In fact the difficulties we encountered when gathering the necessary ingredients for the spell served to bring another point home: Now that things have calm down somewhat, maybe we should look into the possibility of recreating the Magic Box here in Cascade. I know that with no hellmouth around and very few true practitioners in the area it is unlikely to be a profitable venture. I can't help but fear that a new Magic Box would be doomed to make most of its business by selling incense and candles to new age types and catering to wannabes, but we do need a steady supply of ingredients for our own use and in order to obtain those without raising suspicions we will require an acceptable front. Another reason why I've been so reluctant to even consider the possibility of setting up a new store was deeper than the fact that I was too busy and it was made painfully clear earlier today when the link was completed. No matter what name I come up with for it, setting up a new magic shop is bound to become a constant and unavoidable reminder of Anya and I fear that neither Xander nor Andrew are ready to cope with that just yet.
I was shocked by the new understanding I gained of those around me today. I have no further doubts about any of them... not even about Spike. Ever since he came back a part of me has lived in constant fear for Buffy's well-being. I no longer feared that he would turn against us as I did before the battle against the First... his sacrifice was enough to convince me of his intentions, but I did fear the damage he could do to my slayer.
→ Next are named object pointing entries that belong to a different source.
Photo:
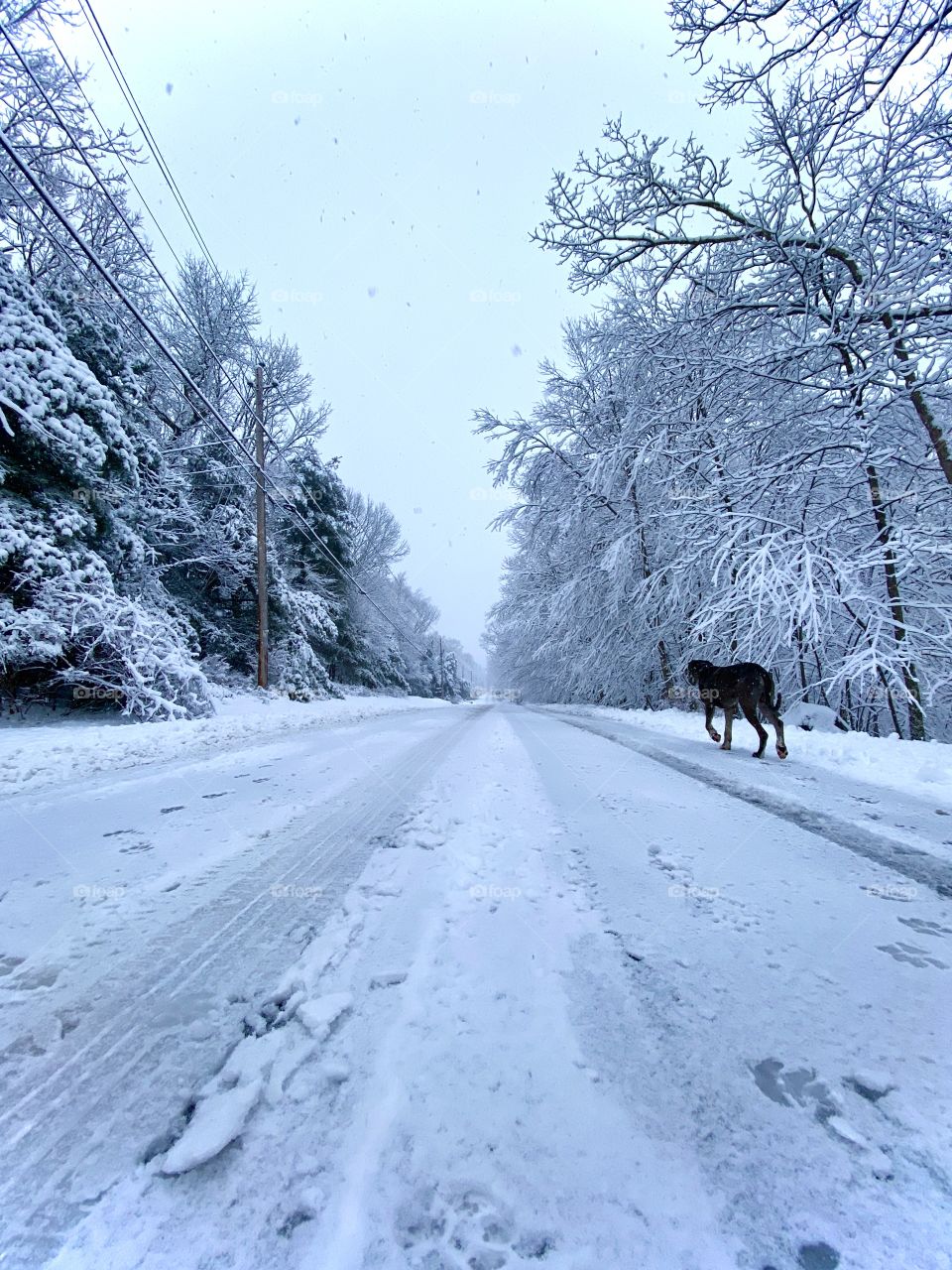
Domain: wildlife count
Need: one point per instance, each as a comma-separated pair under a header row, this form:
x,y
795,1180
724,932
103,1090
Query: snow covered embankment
x,y
923,770
36,757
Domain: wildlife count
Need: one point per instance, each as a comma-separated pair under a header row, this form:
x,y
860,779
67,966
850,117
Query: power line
x,y
128,94
116,286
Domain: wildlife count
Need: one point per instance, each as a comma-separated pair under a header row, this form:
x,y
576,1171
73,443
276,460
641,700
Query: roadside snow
x,y
35,757
923,769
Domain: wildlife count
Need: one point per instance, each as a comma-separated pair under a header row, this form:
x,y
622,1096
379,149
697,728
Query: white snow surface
x,y
470,988
907,766
49,753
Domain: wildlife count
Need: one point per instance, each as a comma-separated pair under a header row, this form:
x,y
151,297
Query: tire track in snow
x,y
42,1152
916,865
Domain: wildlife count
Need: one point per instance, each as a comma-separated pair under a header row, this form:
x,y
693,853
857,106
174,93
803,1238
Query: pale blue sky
x,y
377,169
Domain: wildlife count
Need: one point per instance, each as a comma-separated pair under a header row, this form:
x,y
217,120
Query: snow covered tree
x,y
75,604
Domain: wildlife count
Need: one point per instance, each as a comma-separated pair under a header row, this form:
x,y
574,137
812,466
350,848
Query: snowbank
x,y
35,756
923,769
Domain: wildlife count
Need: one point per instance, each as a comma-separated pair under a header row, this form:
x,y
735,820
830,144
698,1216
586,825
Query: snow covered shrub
x,y
77,602
114,648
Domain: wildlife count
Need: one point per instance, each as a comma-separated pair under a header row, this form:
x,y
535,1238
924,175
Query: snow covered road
x,y
475,988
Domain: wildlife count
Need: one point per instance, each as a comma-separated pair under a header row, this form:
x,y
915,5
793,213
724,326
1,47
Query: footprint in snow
x,y
40,976
921,928
911,953
442,1228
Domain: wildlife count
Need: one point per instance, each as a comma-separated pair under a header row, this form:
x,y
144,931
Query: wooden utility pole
x,y
262,534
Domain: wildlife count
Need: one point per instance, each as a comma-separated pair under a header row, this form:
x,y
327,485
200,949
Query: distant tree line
x,y
127,527
746,452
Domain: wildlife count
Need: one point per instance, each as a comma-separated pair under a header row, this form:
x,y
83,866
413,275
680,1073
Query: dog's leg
x,y
728,726
777,724
747,705
708,721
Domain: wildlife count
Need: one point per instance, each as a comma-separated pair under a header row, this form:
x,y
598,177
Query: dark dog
x,y
746,685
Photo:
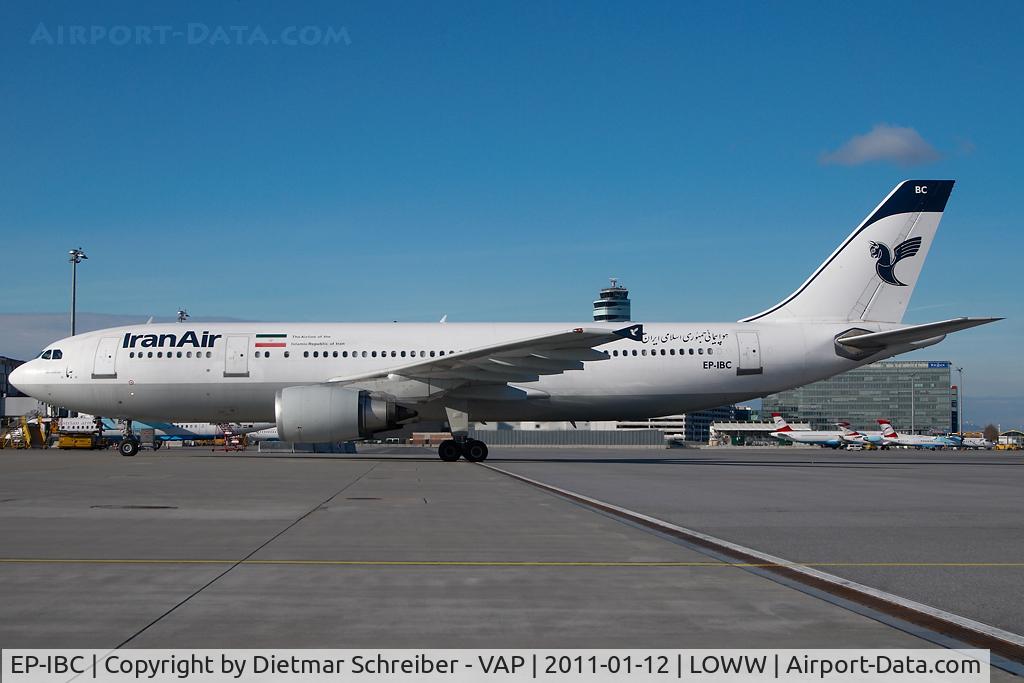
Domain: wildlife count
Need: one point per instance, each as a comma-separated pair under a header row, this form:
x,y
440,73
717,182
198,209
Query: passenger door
x,y
237,356
750,353
104,365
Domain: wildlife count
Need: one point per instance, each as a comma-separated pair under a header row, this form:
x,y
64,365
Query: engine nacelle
x,y
322,413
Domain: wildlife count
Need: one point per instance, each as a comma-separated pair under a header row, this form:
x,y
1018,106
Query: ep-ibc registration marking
x,y
708,666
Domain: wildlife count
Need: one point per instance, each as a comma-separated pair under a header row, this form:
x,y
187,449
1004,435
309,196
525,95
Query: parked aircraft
x,y
163,431
862,437
337,382
916,440
784,432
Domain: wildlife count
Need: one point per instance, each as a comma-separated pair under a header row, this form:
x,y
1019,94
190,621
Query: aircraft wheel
x,y
449,451
474,452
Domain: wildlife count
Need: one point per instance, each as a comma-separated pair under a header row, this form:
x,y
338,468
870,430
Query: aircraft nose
x,y
20,378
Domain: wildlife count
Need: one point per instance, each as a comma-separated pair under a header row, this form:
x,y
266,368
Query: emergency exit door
x,y
750,353
104,365
237,356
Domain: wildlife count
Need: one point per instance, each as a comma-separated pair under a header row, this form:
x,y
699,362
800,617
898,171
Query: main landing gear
x,y
129,443
473,451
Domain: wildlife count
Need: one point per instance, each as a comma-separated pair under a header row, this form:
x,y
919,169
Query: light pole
x,y
960,402
77,256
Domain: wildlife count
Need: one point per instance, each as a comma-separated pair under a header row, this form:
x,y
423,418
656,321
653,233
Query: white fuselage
x,y
833,438
230,372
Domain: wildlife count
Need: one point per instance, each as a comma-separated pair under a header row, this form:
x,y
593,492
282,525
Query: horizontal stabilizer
x,y
914,333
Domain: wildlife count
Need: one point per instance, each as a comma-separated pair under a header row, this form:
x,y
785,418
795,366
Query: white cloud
x,y
903,146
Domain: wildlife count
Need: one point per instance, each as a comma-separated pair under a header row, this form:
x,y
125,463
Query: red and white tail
x,y
780,424
847,431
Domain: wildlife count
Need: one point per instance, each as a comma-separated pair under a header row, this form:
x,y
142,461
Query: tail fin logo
x,y
887,260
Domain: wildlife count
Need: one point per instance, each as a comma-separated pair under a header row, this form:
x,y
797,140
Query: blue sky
x,y
501,161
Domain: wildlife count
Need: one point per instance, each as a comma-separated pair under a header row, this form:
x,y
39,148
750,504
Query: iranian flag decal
x,y
271,341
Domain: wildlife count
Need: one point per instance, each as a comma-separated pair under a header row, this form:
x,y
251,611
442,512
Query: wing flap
x,y
517,360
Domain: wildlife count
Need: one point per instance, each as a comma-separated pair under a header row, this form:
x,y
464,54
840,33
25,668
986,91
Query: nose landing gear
x,y
129,443
470,449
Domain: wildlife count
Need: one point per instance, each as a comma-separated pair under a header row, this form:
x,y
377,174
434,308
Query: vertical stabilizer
x,y
871,275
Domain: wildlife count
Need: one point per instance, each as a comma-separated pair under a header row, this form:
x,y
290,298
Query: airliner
x,y
784,432
335,382
916,440
163,431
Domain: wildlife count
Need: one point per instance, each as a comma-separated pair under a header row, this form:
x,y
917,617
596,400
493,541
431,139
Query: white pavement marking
x,y
839,582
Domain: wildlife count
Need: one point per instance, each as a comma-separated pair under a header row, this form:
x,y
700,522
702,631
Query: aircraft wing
x,y
519,360
914,333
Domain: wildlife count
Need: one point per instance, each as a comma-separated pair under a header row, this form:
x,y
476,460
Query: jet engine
x,y
323,413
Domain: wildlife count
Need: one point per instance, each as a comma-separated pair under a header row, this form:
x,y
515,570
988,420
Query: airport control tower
x,y
613,304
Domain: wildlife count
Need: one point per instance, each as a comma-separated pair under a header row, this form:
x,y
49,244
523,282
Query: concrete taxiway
x,y
393,548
A part of me had never been able to forgive him for what he did to her and it took the link for me to realize the depth of his feelings for her.
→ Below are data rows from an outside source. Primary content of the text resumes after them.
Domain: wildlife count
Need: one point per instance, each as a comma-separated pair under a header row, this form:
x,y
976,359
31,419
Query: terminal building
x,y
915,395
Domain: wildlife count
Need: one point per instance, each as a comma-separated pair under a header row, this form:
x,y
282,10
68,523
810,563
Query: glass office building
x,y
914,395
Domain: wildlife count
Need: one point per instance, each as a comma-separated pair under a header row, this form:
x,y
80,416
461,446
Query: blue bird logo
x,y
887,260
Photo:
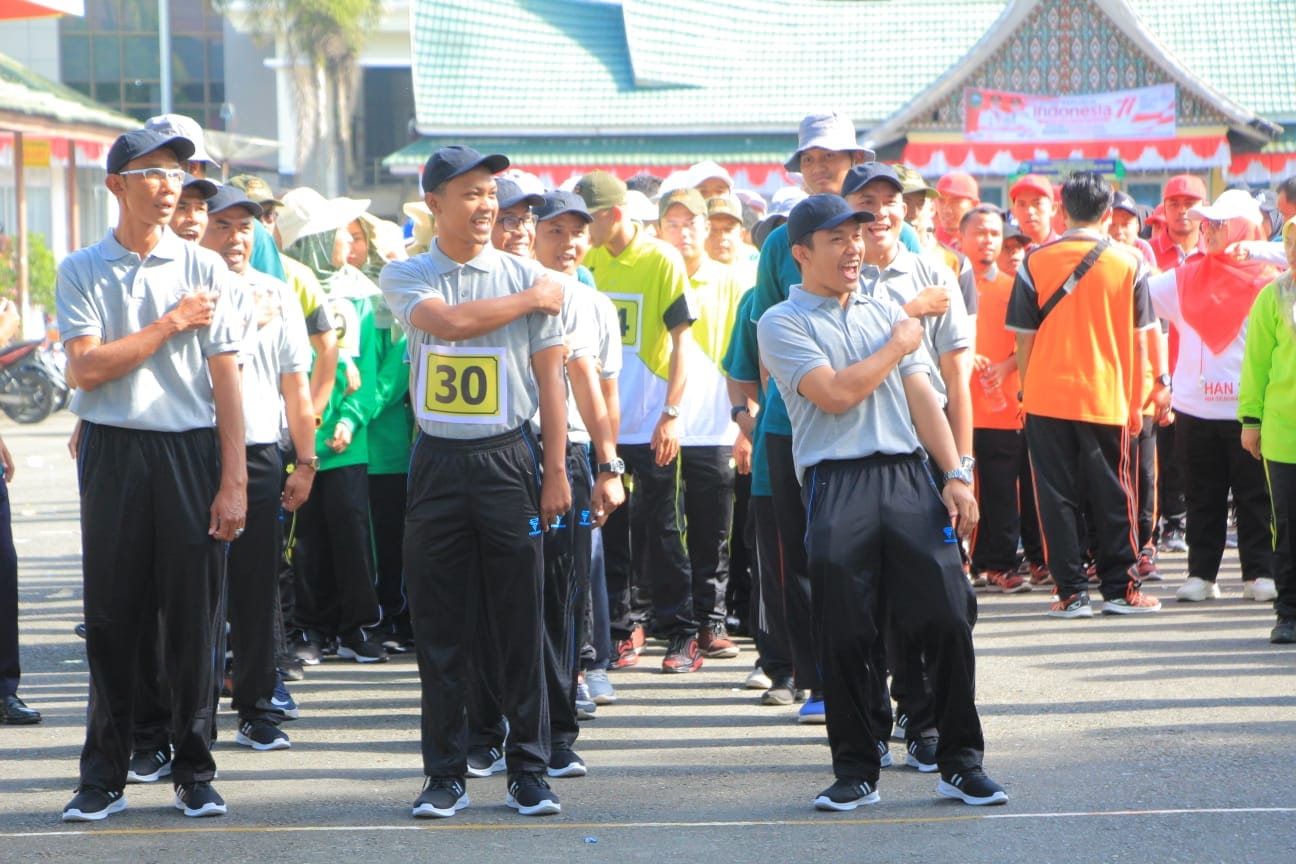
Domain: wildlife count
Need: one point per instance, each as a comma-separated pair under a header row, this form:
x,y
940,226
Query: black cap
x,y
204,187
862,175
1012,231
449,162
132,145
231,196
557,202
822,213
1124,201
511,194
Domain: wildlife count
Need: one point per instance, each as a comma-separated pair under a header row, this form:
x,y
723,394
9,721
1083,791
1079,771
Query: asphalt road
x,y
1167,737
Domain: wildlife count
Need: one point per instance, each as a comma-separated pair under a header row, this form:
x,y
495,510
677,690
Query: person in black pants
x,y
880,540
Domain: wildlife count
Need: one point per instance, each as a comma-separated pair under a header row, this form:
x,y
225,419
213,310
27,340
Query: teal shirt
x,y
743,363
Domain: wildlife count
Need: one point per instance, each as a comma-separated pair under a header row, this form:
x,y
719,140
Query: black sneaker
x,y
530,795
846,794
565,763
200,799
972,786
922,753
884,758
307,647
683,656
262,735
148,766
358,647
91,805
484,762
1283,632
441,798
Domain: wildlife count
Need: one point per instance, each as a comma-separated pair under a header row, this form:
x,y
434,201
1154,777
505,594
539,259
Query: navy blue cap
x,y
511,194
862,175
449,162
822,213
231,196
557,202
132,145
204,187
The link itself was very different from what I might have anticipated. I never really expected to enjoy the experience yet those few minutes in which all eleven of us were actually connected were absolutely amazing. I remember how when Buffy came back from Heaven she spoke of feeling like she was complete. I'm not saying it was the same thing but I think now I can finally understand what she meant... at least a little. Everything was absolutely perfect and that bothers me.
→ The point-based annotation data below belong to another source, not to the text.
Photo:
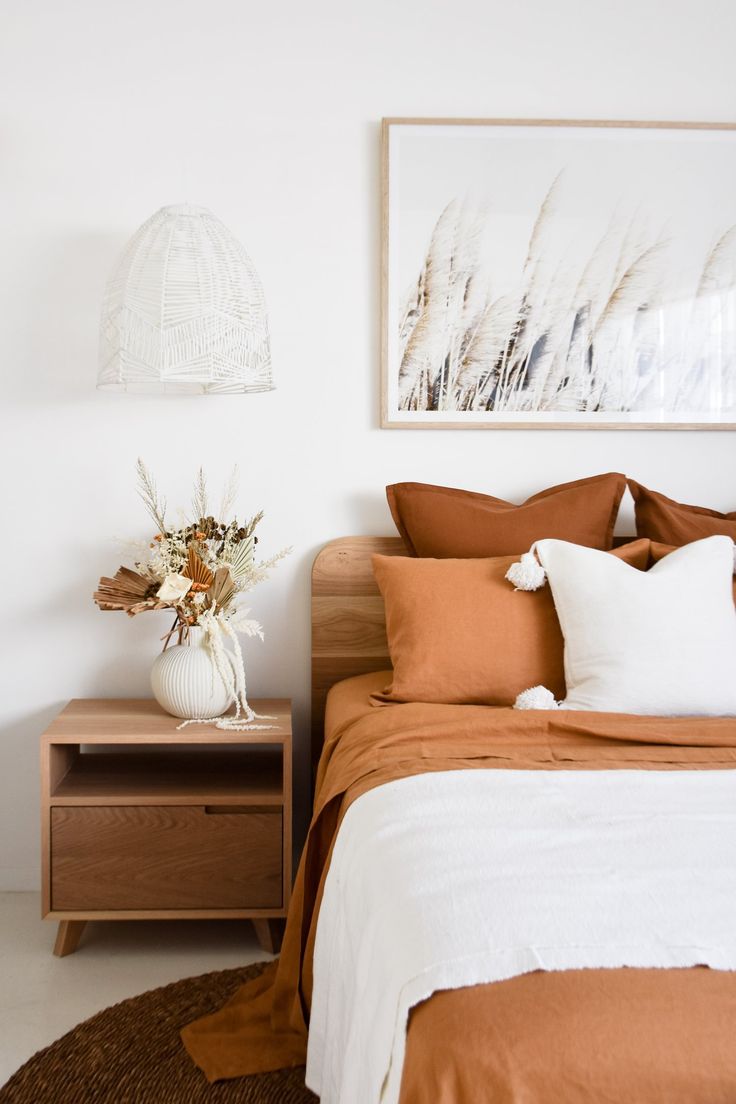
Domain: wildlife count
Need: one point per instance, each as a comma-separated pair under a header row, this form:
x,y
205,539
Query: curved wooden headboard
x,y
349,627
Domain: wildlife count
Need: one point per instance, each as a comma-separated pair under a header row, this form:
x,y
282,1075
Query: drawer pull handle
x,y
214,810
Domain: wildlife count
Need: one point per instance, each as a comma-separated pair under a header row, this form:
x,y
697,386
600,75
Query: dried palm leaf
x,y
222,590
127,590
198,571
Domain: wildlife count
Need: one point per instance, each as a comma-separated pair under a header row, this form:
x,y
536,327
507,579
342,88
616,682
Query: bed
x,y
565,1027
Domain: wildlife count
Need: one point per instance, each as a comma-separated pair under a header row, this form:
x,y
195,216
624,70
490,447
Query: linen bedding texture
x,y
466,878
447,522
661,641
459,634
265,1025
665,521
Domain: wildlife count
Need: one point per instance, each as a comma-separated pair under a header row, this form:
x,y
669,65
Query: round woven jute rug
x,y
131,1053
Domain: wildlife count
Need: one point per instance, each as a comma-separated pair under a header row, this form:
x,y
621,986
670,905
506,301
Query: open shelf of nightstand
x,y
227,777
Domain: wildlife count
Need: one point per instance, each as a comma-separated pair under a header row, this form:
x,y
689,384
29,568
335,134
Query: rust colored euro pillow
x,y
459,634
445,522
665,521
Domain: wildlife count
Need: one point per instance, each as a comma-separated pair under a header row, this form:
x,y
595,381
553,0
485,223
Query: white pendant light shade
x,y
184,310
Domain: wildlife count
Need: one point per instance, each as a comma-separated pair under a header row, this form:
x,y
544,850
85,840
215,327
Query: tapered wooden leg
x,y
68,935
269,933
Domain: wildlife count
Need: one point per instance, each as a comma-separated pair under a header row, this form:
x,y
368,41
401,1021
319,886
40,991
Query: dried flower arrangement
x,y
200,571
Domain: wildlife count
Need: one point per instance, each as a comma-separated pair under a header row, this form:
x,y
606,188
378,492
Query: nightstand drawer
x,y
166,857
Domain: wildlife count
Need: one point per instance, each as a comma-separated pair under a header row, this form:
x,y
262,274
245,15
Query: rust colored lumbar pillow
x,y
459,634
661,519
446,522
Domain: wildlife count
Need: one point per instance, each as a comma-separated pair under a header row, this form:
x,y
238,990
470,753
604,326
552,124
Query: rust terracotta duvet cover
x,y
586,1035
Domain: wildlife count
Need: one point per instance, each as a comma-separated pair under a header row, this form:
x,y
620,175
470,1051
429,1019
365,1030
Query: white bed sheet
x,y
454,879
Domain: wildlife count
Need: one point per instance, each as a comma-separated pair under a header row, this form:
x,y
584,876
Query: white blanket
x,y
454,879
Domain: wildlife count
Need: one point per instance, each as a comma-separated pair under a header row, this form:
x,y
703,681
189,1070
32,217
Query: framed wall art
x,y
558,274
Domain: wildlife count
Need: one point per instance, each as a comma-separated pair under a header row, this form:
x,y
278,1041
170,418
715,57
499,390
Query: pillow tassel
x,y
528,574
536,698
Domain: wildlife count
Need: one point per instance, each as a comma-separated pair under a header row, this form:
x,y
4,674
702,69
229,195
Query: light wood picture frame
x,y
558,274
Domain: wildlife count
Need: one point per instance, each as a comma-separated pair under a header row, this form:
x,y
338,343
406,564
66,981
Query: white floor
x,y
41,997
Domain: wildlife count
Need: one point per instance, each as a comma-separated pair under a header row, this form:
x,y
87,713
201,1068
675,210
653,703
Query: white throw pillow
x,y
660,641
Through the millennia slayers and watchers have done their duty, died and been replaced, that's the way of the world, the nature of our fight and there's nothing we can do to change it and now we've taken our fight one step further. We have assembled a team here that can do things we never thought possible but I know it won't last. It can't last. Buffy and I can be replaced and the same could probably be said of Xander and Andrew, Methos is Immortal so that's not an issue but that's about it. Replacing Willow and Tara is going to be extremely difficult and replacing Jim and Blair is bound to be almost impossible. We don't know what will happen to the Key once Dawn is gone and one of the things I learned from the link today is the secret Blair attempted to keep from me after his visit to the Spirit Plane, when he asked Spike whether or not he wanted to return... the fact that Spike does not intend to survive Buffy.
All these months we've spent working, putting the new Council together, reshaping it into what it should have been all along, I never allowed myself to think about what would happen in the future... now I can think of nothing else. I know Wesley is doing a wonderful job with the other slayers, setting up an academy where they can get the training they need, teaching them to support each other. It's still somewhat surprising when I think of how he used to be the first time I met him. He has come a very long way in these past few years. The thing is that while the LA slayer academy has been a huge success and is something that will survive us, barring major earthquakes and other disasters, what we have here --what Xander once described as our dream team-- will not. What we have built here is something that cannot be duplicated.
We have climbed the highest mountain, I should be happy about that but the thing is that once you've reached the highest peak you have nowhere left to go but down.